There was the one on the effects of marijuana, or the one about greenhouse gas emissions falling for the first time. Also, the one on when the government started running deficits. No, these aren’t the topics of conversation cards for shy political junkies, but fact-checks published in the past few months in Canada.
Canadians vote for a new government today, and the longest electoral campaign in the recent history of their country has likely been the most fact-checked too. Leading this effort have been FactsCan and the Canadian Press, with its Baloney Meter.
FactsCan is an independent, non-partisan website launched in early 2015. The site’s co-founders – Dana Wagner, Jacob Schroeder and Tyler Sommers – are volunteers and financed their start-up costs through an Indiegogo campaign. Even though at $ 5,000 CAD their target was relatively low, the fact that it was 167% funded does seem to indicate a pent-up demand for fact-checking in Canada. FactsCan’s articles are thoroughly researched and the team is admirably transparent with their reaction to scrutiny.
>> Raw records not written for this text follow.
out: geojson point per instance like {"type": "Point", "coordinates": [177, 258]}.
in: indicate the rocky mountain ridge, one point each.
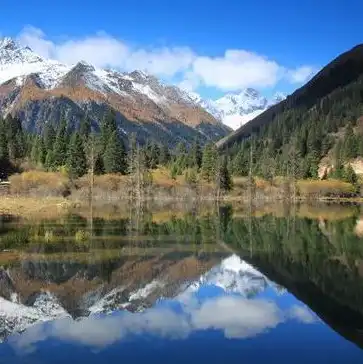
{"type": "Point", "coordinates": [39, 91]}
{"type": "Point", "coordinates": [40, 300]}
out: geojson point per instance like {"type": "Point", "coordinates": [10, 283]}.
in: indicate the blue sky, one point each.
{"type": "Point", "coordinates": [211, 47]}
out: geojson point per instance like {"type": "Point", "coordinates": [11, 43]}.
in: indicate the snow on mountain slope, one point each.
{"type": "Point", "coordinates": [235, 110]}
{"type": "Point", "coordinates": [39, 90]}
{"type": "Point", "coordinates": [17, 62]}
{"type": "Point", "coordinates": [16, 317]}
{"type": "Point", "coordinates": [233, 275]}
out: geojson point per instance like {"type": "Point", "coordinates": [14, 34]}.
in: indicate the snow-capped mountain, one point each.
{"type": "Point", "coordinates": [232, 274]}
{"type": "Point", "coordinates": [236, 109]}
{"type": "Point", "coordinates": [39, 90]}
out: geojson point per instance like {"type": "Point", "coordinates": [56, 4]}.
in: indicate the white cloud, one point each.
{"type": "Point", "coordinates": [237, 317]}
{"type": "Point", "coordinates": [301, 74]}
{"type": "Point", "coordinates": [237, 69]}
{"type": "Point", "coordinates": [302, 314]}
{"type": "Point", "coordinates": [233, 71]}
{"type": "Point", "coordinates": [103, 50]}
{"type": "Point", "coordinates": [35, 39]}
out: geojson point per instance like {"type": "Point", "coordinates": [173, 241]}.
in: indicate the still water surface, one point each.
{"type": "Point", "coordinates": [216, 286]}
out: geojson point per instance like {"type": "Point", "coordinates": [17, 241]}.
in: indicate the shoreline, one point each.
{"type": "Point", "coordinates": [28, 207]}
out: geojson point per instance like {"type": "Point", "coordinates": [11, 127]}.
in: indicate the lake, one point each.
{"type": "Point", "coordinates": [221, 284]}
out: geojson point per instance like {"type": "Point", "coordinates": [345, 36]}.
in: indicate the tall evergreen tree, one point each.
{"type": "Point", "coordinates": [60, 146]}
{"type": "Point", "coordinates": [195, 160]}
{"type": "Point", "coordinates": [224, 179]}
{"type": "Point", "coordinates": [76, 161]}
{"type": "Point", "coordinates": [114, 158]}
{"type": "Point", "coordinates": [209, 160]}
{"type": "Point", "coordinates": [49, 136]}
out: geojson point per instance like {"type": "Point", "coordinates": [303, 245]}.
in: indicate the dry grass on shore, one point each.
{"type": "Point", "coordinates": [31, 207]}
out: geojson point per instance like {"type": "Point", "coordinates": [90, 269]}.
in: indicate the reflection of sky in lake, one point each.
{"type": "Point", "coordinates": [201, 325]}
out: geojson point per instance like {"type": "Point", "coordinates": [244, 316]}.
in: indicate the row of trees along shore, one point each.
{"type": "Point", "coordinates": [270, 153]}
{"type": "Point", "coordinates": [82, 151]}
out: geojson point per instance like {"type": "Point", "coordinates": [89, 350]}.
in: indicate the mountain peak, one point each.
{"type": "Point", "coordinates": [8, 43]}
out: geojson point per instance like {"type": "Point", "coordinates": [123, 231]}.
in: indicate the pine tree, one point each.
{"type": "Point", "coordinates": [350, 144]}
{"type": "Point", "coordinates": [76, 160]}
{"type": "Point", "coordinates": [349, 175]}
{"type": "Point", "coordinates": [42, 152]}
{"type": "Point", "coordinates": [181, 157]}
{"type": "Point", "coordinates": [209, 160]}
{"type": "Point", "coordinates": [164, 157]}
{"type": "Point", "coordinates": [34, 153]}
{"type": "Point", "coordinates": [59, 155]}
{"type": "Point", "coordinates": [195, 155]}
{"type": "Point", "coordinates": [114, 158]}
{"type": "Point", "coordinates": [49, 136]}
{"type": "Point", "coordinates": [224, 179]}
{"type": "Point", "coordinates": [85, 128]}
{"type": "Point", "coordinates": [4, 150]}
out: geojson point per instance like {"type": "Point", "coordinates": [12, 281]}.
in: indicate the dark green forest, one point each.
{"type": "Point", "coordinates": [322, 119]}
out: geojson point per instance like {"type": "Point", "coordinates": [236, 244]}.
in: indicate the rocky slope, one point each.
{"type": "Point", "coordinates": [331, 94]}
{"type": "Point", "coordinates": [236, 109]}
{"type": "Point", "coordinates": [38, 291]}
{"type": "Point", "coordinates": [39, 91]}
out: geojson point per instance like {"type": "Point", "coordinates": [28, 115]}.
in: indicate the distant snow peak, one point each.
{"type": "Point", "coordinates": [236, 109]}
{"type": "Point", "coordinates": [7, 43]}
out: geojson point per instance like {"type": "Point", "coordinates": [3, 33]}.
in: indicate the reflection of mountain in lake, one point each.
{"type": "Point", "coordinates": [316, 260]}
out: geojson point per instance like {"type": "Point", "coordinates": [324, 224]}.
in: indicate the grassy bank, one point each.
{"type": "Point", "coordinates": [31, 207]}
{"type": "Point", "coordinates": [45, 194]}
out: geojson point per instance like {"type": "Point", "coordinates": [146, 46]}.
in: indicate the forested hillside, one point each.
{"type": "Point", "coordinates": [319, 123]}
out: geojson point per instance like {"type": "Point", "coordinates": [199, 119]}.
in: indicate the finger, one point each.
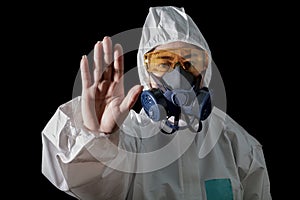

The Baloney Meter launched in April 2014 as a service of the Canadian Press (CP), a wire service. Baloney Meter fact-checks are very clearly structured and, relying as they do on a newsroom of experienced journalists, elegantly written. Unlike other fact-checkers, who mostly publish their articles on a dedicated portal that is free to access, the Baloney Meter is part of the Canadian Press’ paid services. This is an interesting business model for external fact-checkers to consider, though in the CP’s case it means fact-checks appear only on the pages of clients that choose to carry the story.
These two aren’t the only Canadian fact-checkers, but they are the ones to watch. I spoke to the co-founders of FactsCan and to Heather Scoffield, Ottawa bureau chief for the Canadian Press, to get their opinions on the state of fact-checking in their country.
Perhaps predictably, they all think demand for fact-checking has increased in these elections, particularly on Twitter. Other media outlets also appreciate the fact-checks. Scoffield can say this with some certitude, given that during elections Canadian Press clients “need to pay a premium to receive [Baloney Meter], and they do so.”
As in other countries, the popularity of fact-checking has also led to its misuse by politicians. The governing Conservative Party published campaign material on Twitter captioned ‘Fact-check’, even as there was little fact-checking going on. In an other incident, the Green Party’s leader tweeted “Sorry Mr Harper, fact-check” with a video of her fact-checking Prime Minister Stephen Harper. One of these fact-checks was in turn fact-checked by FactsCan – and found lacking.
The fact-checkers think they have helped shape the understanding of certain key issues during the elections. Scoffield says Baloney Meter articles have ended claims from being circulated; in the most recent occurrence, opposition parties mostly dropped a claim that the government had run eight consecutive deficits (there were six, as CP pointed out). The FactsCan team believes it was the first to call out the inaccurate characterization of the powers of SIRC, an independent body, over the actions of CSIS, the Canadian intelligence agency.
Compared to the USA (with its plethora of fact-checkers), Canada still seems relatively under-checked. Schroeder thinks it is just a matter of reaching a “tipping point”, while Scoffield justifies it with reference to the “1-to-10 rule”, which applies the rough ratio of the two countries’ populations to other cross-country comparisons.
What will happen with elections over? “We certainly plan to continue”, Scoffield tells me, though The Baloney Meter will revert to its pre-election rhythm of two fact-checks a month. FactsCan will take advantage of the post-electoral lull to seek funding for a full-time position. According to Wagner, the business model for FactsCan’s future will involve a mixture of “crowdfunding, institutional donors, and services such as selling content”.